Punkt zwölf zieht das Brautpaar in die mit Rosen, Hortensien und Lilien geschmückte Kirche ein. Rund hundert Schützen stehen Spalier. Die Braut sieht aus, wie es sich für eine Prinzessin geziemt: Sie trägt ein weißes Kleid mit Spitze und langer Schleppe. Auf dem Kopf das Diadem, das erstmals Prinzessin Viktoria Luise 1913 zu ihrer Hochzeit mit Ernst August, dem letzten regierenden Herzog Braunschweigs, getragen hat. Die Trauung übernimmt der ehemalige Landesbischof Horst Hirschler (83), ein langjähriger Freund der Welfenfamilie.

In seiner Predigt erinnert der jetzige Abt von Loccum, dass das Leben nicht nur Sonnentage, sondern auch Regen, Sturm und Gewitter bereithalte. "Gerade, wenn man wie Sie, Ernst August von Hannover, Teil einer so alten berühmten Welfenfamilie ist mit all ihren Höhen und Tiefen." In solchen schweren Zeiten sei es gut, auf Gott vertrauen zu können, rät Hirschler.

"Unaufgeregt und erdig"

"Unaufgeregt und erdig" habe er den Gottesdienst gestaltet, berichtet ein geladener Gast aus Hannover. Als erstes habe er dafür gesorgt, dass die Braut eine englische Übersetzung der Predigt erhält, denn Ekaterina lernt gerade erst Deutsch. Das Ja-Wort sei dann eine lustige Mischung gewesen: "Yes, mit Gottes Hilfe", habe sie dem Abt geantwortet. Musikalisch gestaltet wird die Trauung vom Knabenchor Hannover. Sie singen Werke von Händel und Bach. Ein besonderer "Gänsehautmoment" sei das "Vater Unser" von Igor Strawinsky gewesen.

Die Welfen von Hannover zählen zu den prominentesten Adelsfamilien in Deutschland. Bundesweit gehören heute schätzungsweise 80.000 Menschen dem Adel an, das sind nur 0,1 Prozent der Bevölkerung. Doch noch immer geht von ihnen eine Faszination aus. Zuschauerin Gabriele Neuberger-Geschwentner etwa verfolgt jede Adelshochzeit. "Prinzessin Diana war meine Favoritin", gesteht sie. "Wir sind derselbe Jahrgang." Das Spannende am Adel? "Das, was man selbst nicht hat", sagt sie mit einem Lachen. "Die Kleider, die Frisuren, das Schickimicki."

Kutsche mit Geschichte

Nach der Trauung wartet auf das Ehepaar eine rote Kutsche mit vier Pferden. Unter lautem Applaus der Schaulustigen steigen die beiden in das Gefährt, das bereits der Urururgroßvater des Bräutigams, der spätere König Georg V., 1843 bei seiner Hochzeit mit Marie von Sachsen-Altenburg benutzte.

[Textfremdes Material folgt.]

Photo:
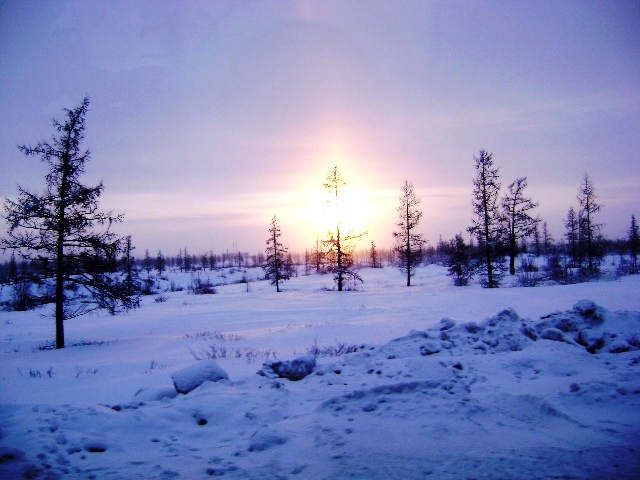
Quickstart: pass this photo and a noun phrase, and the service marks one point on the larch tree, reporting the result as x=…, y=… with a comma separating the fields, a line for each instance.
x=589, y=228
x=374, y=261
x=408, y=242
x=571, y=225
x=486, y=220
x=459, y=264
x=275, y=267
x=518, y=220
x=634, y=244
x=339, y=247
x=64, y=228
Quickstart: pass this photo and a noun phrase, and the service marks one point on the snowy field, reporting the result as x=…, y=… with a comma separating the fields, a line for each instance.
x=504, y=387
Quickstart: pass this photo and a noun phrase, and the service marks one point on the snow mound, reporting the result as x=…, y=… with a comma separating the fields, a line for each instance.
x=192, y=377
x=150, y=394
x=294, y=370
x=594, y=328
x=587, y=325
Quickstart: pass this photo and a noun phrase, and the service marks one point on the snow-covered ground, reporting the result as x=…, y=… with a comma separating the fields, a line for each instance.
x=505, y=387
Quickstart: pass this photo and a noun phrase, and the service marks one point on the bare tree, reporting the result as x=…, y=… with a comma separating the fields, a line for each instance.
x=571, y=225
x=64, y=226
x=373, y=256
x=338, y=246
x=516, y=207
x=408, y=242
x=634, y=244
x=276, y=267
x=588, y=208
x=486, y=214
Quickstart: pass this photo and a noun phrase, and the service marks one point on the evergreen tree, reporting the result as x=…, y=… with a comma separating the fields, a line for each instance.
x=275, y=268
x=339, y=247
x=408, y=242
x=519, y=223
x=486, y=215
x=64, y=226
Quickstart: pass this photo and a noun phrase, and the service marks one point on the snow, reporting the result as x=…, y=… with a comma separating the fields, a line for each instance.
x=191, y=377
x=444, y=382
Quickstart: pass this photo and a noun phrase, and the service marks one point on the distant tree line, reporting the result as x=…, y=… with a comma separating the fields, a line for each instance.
x=64, y=252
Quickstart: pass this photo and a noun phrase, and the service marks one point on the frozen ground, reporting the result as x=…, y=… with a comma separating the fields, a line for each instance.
x=504, y=388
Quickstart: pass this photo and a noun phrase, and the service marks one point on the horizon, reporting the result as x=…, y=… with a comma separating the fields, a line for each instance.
x=207, y=119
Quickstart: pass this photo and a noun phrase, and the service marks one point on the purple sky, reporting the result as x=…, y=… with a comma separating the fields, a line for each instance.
x=207, y=118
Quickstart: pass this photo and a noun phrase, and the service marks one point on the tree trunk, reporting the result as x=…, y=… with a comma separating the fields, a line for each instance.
x=408, y=249
x=339, y=253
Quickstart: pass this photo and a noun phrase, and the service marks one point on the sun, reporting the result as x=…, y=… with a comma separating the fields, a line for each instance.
x=354, y=212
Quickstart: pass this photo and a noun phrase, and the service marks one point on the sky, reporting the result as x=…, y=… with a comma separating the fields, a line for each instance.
x=209, y=118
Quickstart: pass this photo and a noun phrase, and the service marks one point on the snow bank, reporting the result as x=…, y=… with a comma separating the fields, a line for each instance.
x=192, y=377
x=294, y=370
x=587, y=325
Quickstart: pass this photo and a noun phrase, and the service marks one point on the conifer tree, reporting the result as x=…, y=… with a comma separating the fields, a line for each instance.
x=589, y=228
x=516, y=207
x=486, y=215
x=275, y=267
x=408, y=242
x=634, y=244
x=459, y=263
x=338, y=246
x=63, y=227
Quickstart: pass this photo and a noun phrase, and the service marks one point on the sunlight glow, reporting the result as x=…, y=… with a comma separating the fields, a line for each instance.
x=354, y=213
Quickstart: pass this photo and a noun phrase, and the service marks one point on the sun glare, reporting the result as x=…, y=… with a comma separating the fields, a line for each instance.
x=354, y=212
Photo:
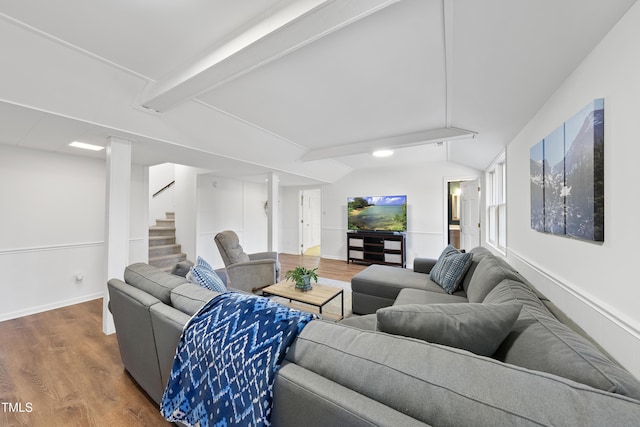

Eine 65-jährige Zuschauerin aus Isernhagen hätte das Spektakel lieber im Fernsehen verfolgt. "Dann würde ich jetzt schön mit meiner Familie Mittagessen und nebenbei Hochzeit schauen", erzählt sie. Das sei eine Familientradition, dazu gebe es stets landestypisches Essen der Brautleute. Wäre die heutige Welfenhochzeit im Fernsehen übertragen worden, das Menü hätte festgestanden: "Hochzeitssuppe, Russisch Ei und Welfencreme."